Вечером, когда Нанси ушла спать, мы замастырили огромный джойнт, дабы компенсировать все недополученное за день, и Сандра, не отрывая глаз от телевизора, положила голову мне на плечо:
— Знаешь, из тебя клевый отец получается, просто потрясный.
Комплимент мне понравился. Впервые я, выслушав похвалу, не испытал ощущения, что всех надул. Роль отца мне удавалась. Возможно, у меня к этому талант.
Мне надо было в тот вечер обнять Сандру и поцеловать. Надо было следовать за ходом вещей. Но я воздержался. Как будто у меня вся жизнь впереди.
* * *В конце недели Нанси убрала всех кукол и свои детские диски и подсела на металл. Мы не очень поняли, что происходит.
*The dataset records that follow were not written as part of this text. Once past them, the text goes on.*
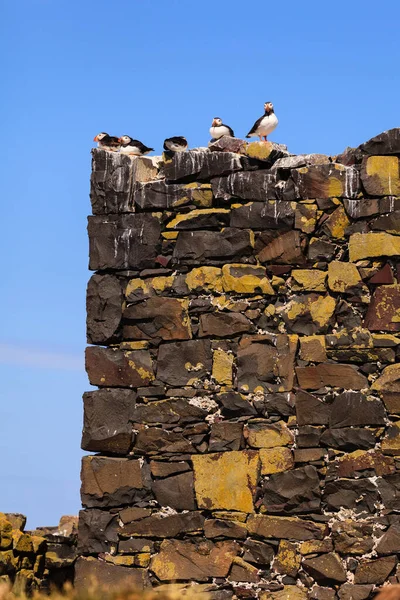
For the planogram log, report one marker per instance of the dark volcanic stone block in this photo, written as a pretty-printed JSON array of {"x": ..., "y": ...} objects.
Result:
[
  {"x": 263, "y": 215},
  {"x": 165, "y": 318},
  {"x": 295, "y": 491},
  {"x": 222, "y": 324},
  {"x": 159, "y": 194},
  {"x": 177, "y": 491},
  {"x": 104, "y": 309},
  {"x": 113, "y": 481},
  {"x": 110, "y": 367},
  {"x": 106, "y": 421},
  {"x": 353, "y": 408},
  {"x": 201, "y": 166},
  {"x": 200, "y": 245},
  {"x": 247, "y": 185},
  {"x": 387, "y": 142},
  {"x": 162, "y": 527},
  {"x": 97, "y": 531},
  {"x": 181, "y": 363},
  {"x": 108, "y": 576},
  {"x": 174, "y": 411},
  {"x": 360, "y": 495},
  {"x": 325, "y": 181},
  {"x": 130, "y": 241}
]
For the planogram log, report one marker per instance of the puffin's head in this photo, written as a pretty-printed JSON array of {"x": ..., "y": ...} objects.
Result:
[
  {"x": 100, "y": 136},
  {"x": 125, "y": 140}
]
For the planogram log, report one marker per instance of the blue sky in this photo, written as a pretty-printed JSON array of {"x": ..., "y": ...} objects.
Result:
[{"x": 150, "y": 70}]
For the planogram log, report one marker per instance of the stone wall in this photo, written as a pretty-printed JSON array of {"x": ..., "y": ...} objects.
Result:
[{"x": 243, "y": 326}]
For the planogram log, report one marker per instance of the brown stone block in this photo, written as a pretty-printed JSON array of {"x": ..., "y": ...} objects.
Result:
[
  {"x": 199, "y": 560},
  {"x": 106, "y": 421},
  {"x": 183, "y": 363},
  {"x": 158, "y": 317},
  {"x": 226, "y": 480},
  {"x": 287, "y": 248},
  {"x": 110, "y": 367},
  {"x": 128, "y": 241},
  {"x": 220, "y": 324},
  {"x": 112, "y": 481},
  {"x": 289, "y": 528},
  {"x": 335, "y": 375},
  {"x": 375, "y": 571},
  {"x": 104, "y": 309},
  {"x": 325, "y": 568},
  {"x": 89, "y": 571}
]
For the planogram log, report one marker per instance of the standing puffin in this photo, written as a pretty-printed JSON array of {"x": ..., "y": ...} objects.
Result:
[
  {"x": 265, "y": 124},
  {"x": 175, "y": 144},
  {"x": 218, "y": 129},
  {"x": 106, "y": 142},
  {"x": 133, "y": 147}
]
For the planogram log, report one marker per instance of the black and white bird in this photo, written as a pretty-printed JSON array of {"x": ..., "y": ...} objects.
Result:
[
  {"x": 107, "y": 142},
  {"x": 133, "y": 147},
  {"x": 175, "y": 144},
  {"x": 218, "y": 129},
  {"x": 265, "y": 124}
]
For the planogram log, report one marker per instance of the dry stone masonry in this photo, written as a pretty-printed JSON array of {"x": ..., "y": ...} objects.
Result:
[{"x": 244, "y": 331}]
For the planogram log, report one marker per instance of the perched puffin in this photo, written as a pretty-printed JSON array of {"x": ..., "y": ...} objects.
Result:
[
  {"x": 175, "y": 144},
  {"x": 133, "y": 147},
  {"x": 218, "y": 129},
  {"x": 107, "y": 142},
  {"x": 265, "y": 124}
]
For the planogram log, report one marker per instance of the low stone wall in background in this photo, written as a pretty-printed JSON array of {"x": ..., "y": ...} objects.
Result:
[
  {"x": 36, "y": 560},
  {"x": 243, "y": 323}
]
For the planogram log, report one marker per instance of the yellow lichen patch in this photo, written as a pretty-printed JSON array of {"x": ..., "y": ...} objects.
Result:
[
  {"x": 137, "y": 284},
  {"x": 313, "y": 348},
  {"x": 260, "y": 150},
  {"x": 389, "y": 381},
  {"x": 276, "y": 460},
  {"x": 222, "y": 367},
  {"x": 342, "y": 276},
  {"x": 205, "y": 279},
  {"x": 310, "y": 280},
  {"x": 386, "y": 170},
  {"x": 134, "y": 345},
  {"x": 369, "y": 245},
  {"x": 142, "y": 372},
  {"x": 322, "y": 309},
  {"x": 196, "y": 213},
  {"x": 268, "y": 436},
  {"x": 226, "y": 480},
  {"x": 246, "y": 279},
  {"x": 287, "y": 560},
  {"x": 391, "y": 443}
]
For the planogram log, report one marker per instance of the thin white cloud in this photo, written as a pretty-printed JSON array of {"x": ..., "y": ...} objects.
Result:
[{"x": 14, "y": 355}]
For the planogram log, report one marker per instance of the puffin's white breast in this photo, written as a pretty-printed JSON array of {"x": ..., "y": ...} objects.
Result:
[
  {"x": 217, "y": 132},
  {"x": 267, "y": 125}
]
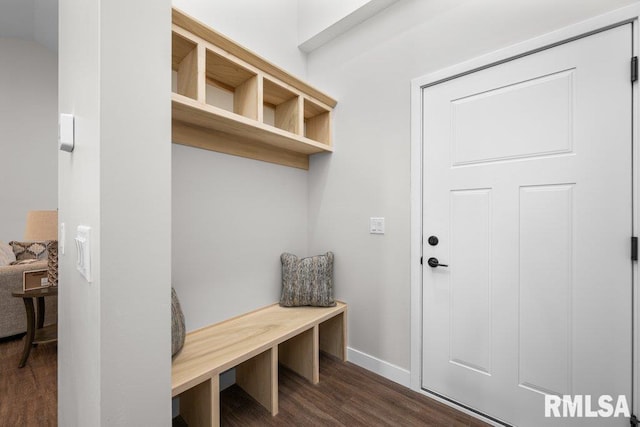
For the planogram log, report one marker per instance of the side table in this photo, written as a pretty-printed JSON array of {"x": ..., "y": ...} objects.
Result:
[{"x": 36, "y": 334}]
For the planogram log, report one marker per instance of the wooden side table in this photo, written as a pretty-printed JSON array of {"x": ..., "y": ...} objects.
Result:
[{"x": 36, "y": 334}]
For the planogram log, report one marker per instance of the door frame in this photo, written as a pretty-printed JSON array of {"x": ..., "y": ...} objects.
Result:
[{"x": 628, "y": 14}]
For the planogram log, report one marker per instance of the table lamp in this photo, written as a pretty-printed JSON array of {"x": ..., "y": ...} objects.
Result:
[{"x": 42, "y": 226}]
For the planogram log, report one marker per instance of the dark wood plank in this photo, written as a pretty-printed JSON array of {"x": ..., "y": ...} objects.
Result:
[
  {"x": 28, "y": 396},
  {"x": 347, "y": 395}
]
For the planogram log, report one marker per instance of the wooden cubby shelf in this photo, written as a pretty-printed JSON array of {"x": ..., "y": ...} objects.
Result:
[{"x": 228, "y": 99}]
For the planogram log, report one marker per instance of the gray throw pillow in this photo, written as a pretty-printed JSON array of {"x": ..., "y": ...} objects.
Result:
[
  {"x": 29, "y": 250},
  {"x": 307, "y": 281},
  {"x": 177, "y": 324}
]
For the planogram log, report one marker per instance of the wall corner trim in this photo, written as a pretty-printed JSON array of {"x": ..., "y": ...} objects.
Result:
[{"x": 385, "y": 369}]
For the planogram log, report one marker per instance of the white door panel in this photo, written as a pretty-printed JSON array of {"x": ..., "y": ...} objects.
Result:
[{"x": 527, "y": 185}]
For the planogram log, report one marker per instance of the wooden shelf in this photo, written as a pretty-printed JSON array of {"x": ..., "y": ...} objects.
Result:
[{"x": 227, "y": 99}]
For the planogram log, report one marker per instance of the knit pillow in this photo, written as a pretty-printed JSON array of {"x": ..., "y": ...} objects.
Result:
[
  {"x": 6, "y": 254},
  {"x": 177, "y": 324},
  {"x": 29, "y": 250},
  {"x": 307, "y": 281}
]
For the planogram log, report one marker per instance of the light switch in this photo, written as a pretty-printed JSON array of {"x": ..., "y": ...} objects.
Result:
[
  {"x": 62, "y": 238},
  {"x": 66, "y": 140},
  {"x": 376, "y": 225},
  {"x": 83, "y": 248}
]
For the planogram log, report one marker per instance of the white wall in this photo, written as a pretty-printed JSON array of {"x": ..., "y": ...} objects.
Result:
[
  {"x": 114, "y": 333},
  {"x": 29, "y": 123},
  {"x": 320, "y": 21},
  {"x": 369, "y": 70},
  {"x": 315, "y": 16},
  {"x": 268, "y": 28},
  {"x": 233, "y": 217}
]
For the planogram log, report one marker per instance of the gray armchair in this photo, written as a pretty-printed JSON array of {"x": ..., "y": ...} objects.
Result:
[{"x": 13, "y": 318}]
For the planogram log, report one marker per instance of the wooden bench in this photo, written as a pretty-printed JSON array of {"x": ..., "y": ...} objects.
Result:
[{"x": 254, "y": 344}]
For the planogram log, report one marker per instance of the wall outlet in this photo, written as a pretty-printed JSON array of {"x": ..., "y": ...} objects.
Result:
[{"x": 376, "y": 225}]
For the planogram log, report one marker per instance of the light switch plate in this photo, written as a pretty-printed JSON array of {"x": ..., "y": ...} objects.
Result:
[
  {"x": 62, "y": 239},
  {"x": 66, "y": 140},
  {"x": 83, "y": 247},
  {"x": 376, "y": 225}
]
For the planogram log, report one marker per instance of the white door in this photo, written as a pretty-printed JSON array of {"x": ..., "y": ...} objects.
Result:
[{"x": 527, "y": 186}]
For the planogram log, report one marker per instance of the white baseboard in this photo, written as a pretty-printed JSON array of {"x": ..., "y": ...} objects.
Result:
[{"x": 380, "y": 367}]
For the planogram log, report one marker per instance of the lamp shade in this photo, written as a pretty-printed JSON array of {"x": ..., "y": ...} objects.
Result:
[{"x": 41, "y": 226}]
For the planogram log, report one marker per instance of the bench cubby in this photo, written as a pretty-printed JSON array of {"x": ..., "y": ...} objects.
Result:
[{"x": 254, "y": 344}]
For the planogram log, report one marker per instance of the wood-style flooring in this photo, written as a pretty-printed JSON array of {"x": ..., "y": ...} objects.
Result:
[
  {"x": 347, "y": 395},
  {"x": 29, "y": 395}
]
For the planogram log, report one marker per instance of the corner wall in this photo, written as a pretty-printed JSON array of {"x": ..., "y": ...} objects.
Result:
[
  {"x": 114, "y": 364},
  {"x": 28, "y": 141}
]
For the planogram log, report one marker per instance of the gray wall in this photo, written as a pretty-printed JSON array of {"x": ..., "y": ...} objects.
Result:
[
  {"x": 28, "y": 141},
  {"x": 233, "y": 217},
  {"x": 369, "y": 71},
  {"x": 114, "y": 333}
]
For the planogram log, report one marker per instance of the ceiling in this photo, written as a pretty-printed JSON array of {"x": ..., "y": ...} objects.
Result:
[{"x": 35, "y": 20}]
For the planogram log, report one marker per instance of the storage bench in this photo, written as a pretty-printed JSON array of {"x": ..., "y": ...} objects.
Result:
[{"x": 254, "y": 344}]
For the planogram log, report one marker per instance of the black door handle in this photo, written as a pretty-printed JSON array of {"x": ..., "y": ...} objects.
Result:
[{"x": 433, "y": 263}]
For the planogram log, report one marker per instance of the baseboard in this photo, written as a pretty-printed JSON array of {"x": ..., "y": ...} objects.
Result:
[{"x": 380, "y": 367}]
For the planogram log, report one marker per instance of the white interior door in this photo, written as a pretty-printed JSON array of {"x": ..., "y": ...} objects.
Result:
[{"x": 527, "y": 186}]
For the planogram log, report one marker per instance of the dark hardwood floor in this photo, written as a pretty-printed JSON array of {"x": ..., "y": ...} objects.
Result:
[
  {"x": 28, "y": 396},
  {"x": 347, "y": 395}
]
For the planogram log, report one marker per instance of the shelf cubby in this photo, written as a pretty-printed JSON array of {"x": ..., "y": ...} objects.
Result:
[
  {"x": 231, "y": 86},
  {"x": 230, "y": 100},
  {"x": 317, "y": 122},
  {"x": 184, "y": 62},
  {"x": 285, "y": 105}
]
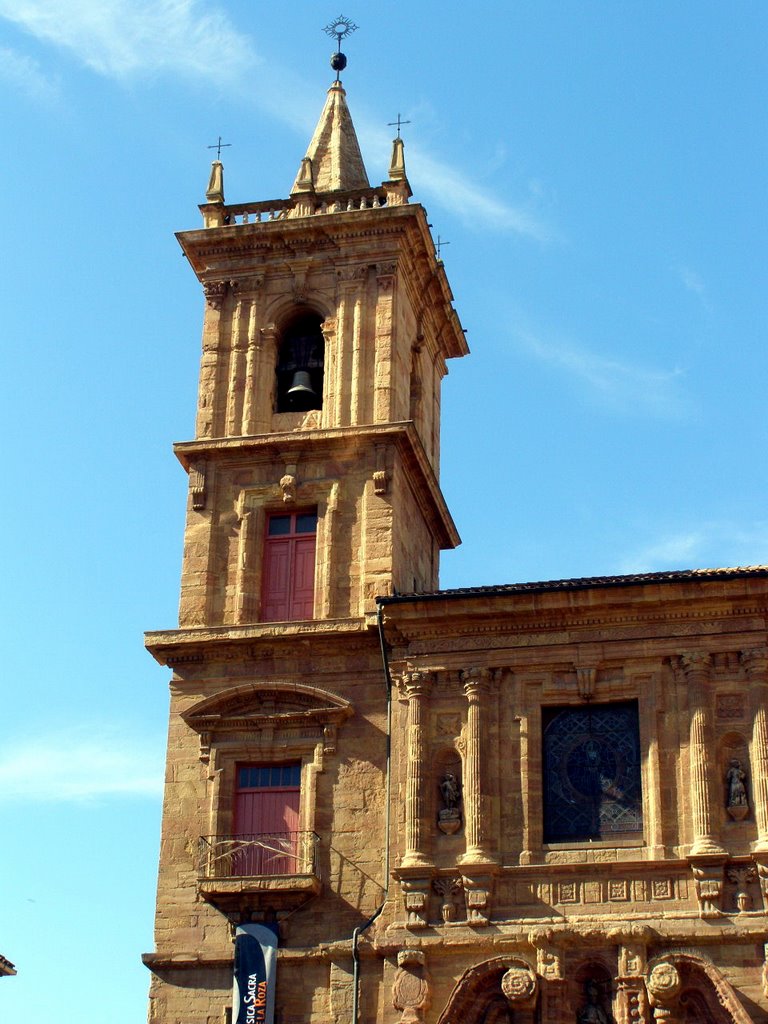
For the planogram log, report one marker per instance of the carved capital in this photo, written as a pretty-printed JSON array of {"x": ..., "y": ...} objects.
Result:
[
  {"x": 416, "y": 684},
  {"x": 475, "y": 680}
]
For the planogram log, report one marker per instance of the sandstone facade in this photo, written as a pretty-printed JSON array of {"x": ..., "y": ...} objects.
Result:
[{"x": 541, "y": 802}]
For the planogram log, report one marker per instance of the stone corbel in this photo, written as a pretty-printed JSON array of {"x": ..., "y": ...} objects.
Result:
[
  {"x": 381, "y": 479},
  {"x": 586, "y": 679},
  {"x": 477, "y": 892},
  {"x": 412, "y": 988},
  {"x": 632, "y": 1003},
  {"x": 214, "y": 293},
  {"x": 416, "y": 899},
  {"x": 198, "y": 484}
]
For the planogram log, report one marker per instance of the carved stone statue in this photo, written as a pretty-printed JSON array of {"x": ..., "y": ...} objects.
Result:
[
  {"x": 450, "y": 817},
  {"x": 737, "y": 804},
  {"x": 592, "y": 1012}
]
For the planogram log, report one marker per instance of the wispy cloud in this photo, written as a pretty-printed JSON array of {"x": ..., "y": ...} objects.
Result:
[
  {"x": 711, "y": 544},
  {"x": 624, "y": 386},
  {"x": 124, "y": 38},
  {"x": 26, "y": 75},
  {"x": 66, "y": 767}
]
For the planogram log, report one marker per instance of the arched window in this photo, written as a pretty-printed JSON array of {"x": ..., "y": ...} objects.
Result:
[{"x": 300, "y": 359}]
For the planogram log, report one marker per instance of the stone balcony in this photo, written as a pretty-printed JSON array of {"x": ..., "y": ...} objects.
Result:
[{"x": 253, "y": 871}]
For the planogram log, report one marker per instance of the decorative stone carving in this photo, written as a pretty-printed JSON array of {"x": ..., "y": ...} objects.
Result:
[
  {"x": 519, "y": 987},
  {"x": 586, "y": 679},
  {"x": 450, "y": 815},
  {"x": 214, "y": 293},
  {"x": 593, "y": 1011},
  {"x": 417, "y": 686},
  {"x": 446, "y": 889},
  {"x": 664, "y": 984},
  {"x": 741, "y": 877},
  {"x": 476, "y": 682},
  {"x": 411, "y": 989},
  {"x": 477, "y": 896},
  {"x": 288, "y": 486},
  {"x": 737, "y": 803},
  {"x": 416, "y": 906},
  {"x": 709, "y": 882}
]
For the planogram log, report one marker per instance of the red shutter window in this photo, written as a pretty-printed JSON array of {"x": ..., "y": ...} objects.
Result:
[
  {"x": 266, "y": 819},
  {"x": 288, "y": 590}
]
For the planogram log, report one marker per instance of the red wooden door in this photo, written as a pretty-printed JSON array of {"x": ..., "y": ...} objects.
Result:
[
  {"x": 266, "y": 819},
  {"x": 288, "y": 590}
]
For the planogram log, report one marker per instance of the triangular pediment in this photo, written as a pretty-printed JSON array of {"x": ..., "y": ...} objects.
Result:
[{"x": 254, "y": 704}]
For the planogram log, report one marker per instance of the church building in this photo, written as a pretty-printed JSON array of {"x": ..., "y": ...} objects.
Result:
[{"x": 391, "y": 804}]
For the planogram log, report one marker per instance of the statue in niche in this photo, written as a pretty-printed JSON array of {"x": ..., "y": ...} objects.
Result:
[
  {"x": 592, "y": 1012},
  {"x": 450, "y": 816},
  {"x": 737, "y": 804}
]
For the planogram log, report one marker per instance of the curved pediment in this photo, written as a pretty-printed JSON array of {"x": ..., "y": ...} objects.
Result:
[{"x": 255, "y": 704}]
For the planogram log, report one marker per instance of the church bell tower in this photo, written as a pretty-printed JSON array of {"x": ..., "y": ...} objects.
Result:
[{"x": 329, "y": 320}]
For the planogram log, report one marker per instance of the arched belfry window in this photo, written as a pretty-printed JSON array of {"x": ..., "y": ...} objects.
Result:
[{"x": 300, "y": 359}]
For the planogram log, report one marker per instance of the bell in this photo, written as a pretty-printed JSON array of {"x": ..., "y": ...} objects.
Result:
[{"x": 301, "y": 394}]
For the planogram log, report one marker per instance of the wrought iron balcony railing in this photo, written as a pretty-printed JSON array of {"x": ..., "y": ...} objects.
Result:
[{"x": 258, "y": 855}]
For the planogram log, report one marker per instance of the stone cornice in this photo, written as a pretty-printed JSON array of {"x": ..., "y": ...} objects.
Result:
[{"x": 203, "y": 643}]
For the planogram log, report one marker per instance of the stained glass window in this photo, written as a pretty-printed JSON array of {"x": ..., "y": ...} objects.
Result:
[{"x": 591, "y": 772}]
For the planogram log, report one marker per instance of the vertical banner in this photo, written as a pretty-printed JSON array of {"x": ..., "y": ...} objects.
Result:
[{"x": 255, "y": 963}]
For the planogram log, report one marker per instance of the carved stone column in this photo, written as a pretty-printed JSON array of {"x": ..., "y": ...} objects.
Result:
[
  {"x": 696, "y": 669},
  {"x": 476, "y": 803},
  {"x": 417, "y": 686},
  {"x": 632, "y": 1005},
  {"x": 248, "y": 425},
  {"x": 385, "y": 368}
]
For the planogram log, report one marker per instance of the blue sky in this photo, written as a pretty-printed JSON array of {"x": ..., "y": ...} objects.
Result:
[{"x": 598, "y": 169}]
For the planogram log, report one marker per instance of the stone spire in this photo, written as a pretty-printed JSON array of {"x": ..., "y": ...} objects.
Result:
[{"x": 333, "y": 161}]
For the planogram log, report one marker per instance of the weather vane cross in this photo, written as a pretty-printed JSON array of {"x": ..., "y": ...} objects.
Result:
[
  {"x": 399, "y": 122},
  {"x": 340, "y": 28},
  {"x": 218, "y": 146}
]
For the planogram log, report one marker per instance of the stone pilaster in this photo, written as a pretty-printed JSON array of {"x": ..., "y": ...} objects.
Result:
[
  {"x": 253, "y": 349},
  {"x": 477, "y": 683},
  {"x": 756, "y": 667},
  {"x": 384, "y": 342},
  {"x": 417, "y": 686}
]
От старшего брата одной подруги она услышала про «Уотч» и отыскала у Сандры диск. «Это хорошо?» — спросила она. «Дерьмо», — ответили мы, и она запала на него, еще не успев послушать.
Она позвонила подруге:
— Слушай, спроси у брата, он знает «Плеймо»?
В ожидании ответа она придерживала трубку плечом и болтала с нами о том о сем, потом неожиданно прерывалась:
— Знает? Скажи, что у меня есть… Вау! Это отпад.
При этом она смотрела на себя в зеркало и принимала соблазнительные позы, отчего мне хотелось лечь и умереть.
Нанси слушала «Уотч» и «Плеймо» поочередно, подряд, беспрерывно и на полную громкость, как это теперь принято, и скакала по всей квартире, будто зацикленная мажоретка.
Как и многие ветераны, мы с Сандрой болезненно относились к музыке, которой увлекалась нынешняя молодежь. Мы обвиняли их в том же, в чем наши предшественники обвиняли нас: что у них извращенное восприятие, что все они кретины, что не знают главного, не присутствовали при самом важном. А оно, понятно, происходило тогда, когда нам было двадцать.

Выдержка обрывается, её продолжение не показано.